Publikation
Concentration Estimation in Online Video Lecture Using Multimodal Sensors
Noriyuki Tanaka; Ko Watanabe; Shoya Ishimaru; Andreas Dengel; Shingo Ata; Manato Fujimoto
In: Companion of the 2024 ACM International Joint Conference on Pervasive and Ubiquitous Computing Pervasive and Ubiquitous Computing (UbiComp Companion '24). International Joint Conference on Pervasive and Ubiquitous Computing (UbiComp-2024), October 5-9, Melbourne, Australia, ISBN 979-8-4007-1058-2/24/10, Association for Computing Machinery, 10/2024.
Zusammenfassung
Online lecture is one of the technology-wise challenges in the education field. It provides the advantage of encouraging anyone to join from worldwide. However, understanding students’ concentration in remote is one of the difficulties. In this paper, we evaluate multimodal sensors for estimating students’ concentration levels during online video lectures. We collect multimodal sensor data such as accelerometers, gyroscopes, heart rates, facial orientations, and eye gazes.
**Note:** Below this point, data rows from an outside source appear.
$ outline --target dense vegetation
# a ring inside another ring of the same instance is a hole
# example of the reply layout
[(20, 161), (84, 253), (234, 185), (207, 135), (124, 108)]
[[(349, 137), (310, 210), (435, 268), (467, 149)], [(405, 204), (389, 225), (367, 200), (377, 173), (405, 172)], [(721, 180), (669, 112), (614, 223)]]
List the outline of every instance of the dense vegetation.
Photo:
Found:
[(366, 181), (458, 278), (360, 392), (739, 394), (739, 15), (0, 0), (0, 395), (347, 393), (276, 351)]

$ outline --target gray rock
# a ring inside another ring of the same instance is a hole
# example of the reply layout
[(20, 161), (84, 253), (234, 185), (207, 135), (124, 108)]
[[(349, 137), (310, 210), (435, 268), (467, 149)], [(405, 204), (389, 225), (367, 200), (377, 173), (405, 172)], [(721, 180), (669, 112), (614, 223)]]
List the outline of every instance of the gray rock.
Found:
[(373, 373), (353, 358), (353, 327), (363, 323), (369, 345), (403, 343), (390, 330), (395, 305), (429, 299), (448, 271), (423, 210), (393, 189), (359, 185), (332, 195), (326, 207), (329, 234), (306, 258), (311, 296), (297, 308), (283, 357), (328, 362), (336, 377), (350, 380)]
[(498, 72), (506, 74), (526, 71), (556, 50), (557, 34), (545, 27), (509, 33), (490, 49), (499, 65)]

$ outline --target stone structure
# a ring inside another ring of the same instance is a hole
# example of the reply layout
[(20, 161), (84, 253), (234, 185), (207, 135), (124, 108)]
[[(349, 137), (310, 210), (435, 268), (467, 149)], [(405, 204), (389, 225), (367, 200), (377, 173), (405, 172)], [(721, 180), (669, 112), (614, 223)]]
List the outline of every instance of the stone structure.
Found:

We conducted experiments with 13 university students in Japan. The results of our study, with an average accuracy rate of 74.4% for user-dependent cross-validation and 66.3% for user-independent cross-validation, have significant implications for understanding and improving student engagement in online learning environments. Most interestingly, we found that facial orientations are significant for user-dependent and eye gazes for user-independent classification.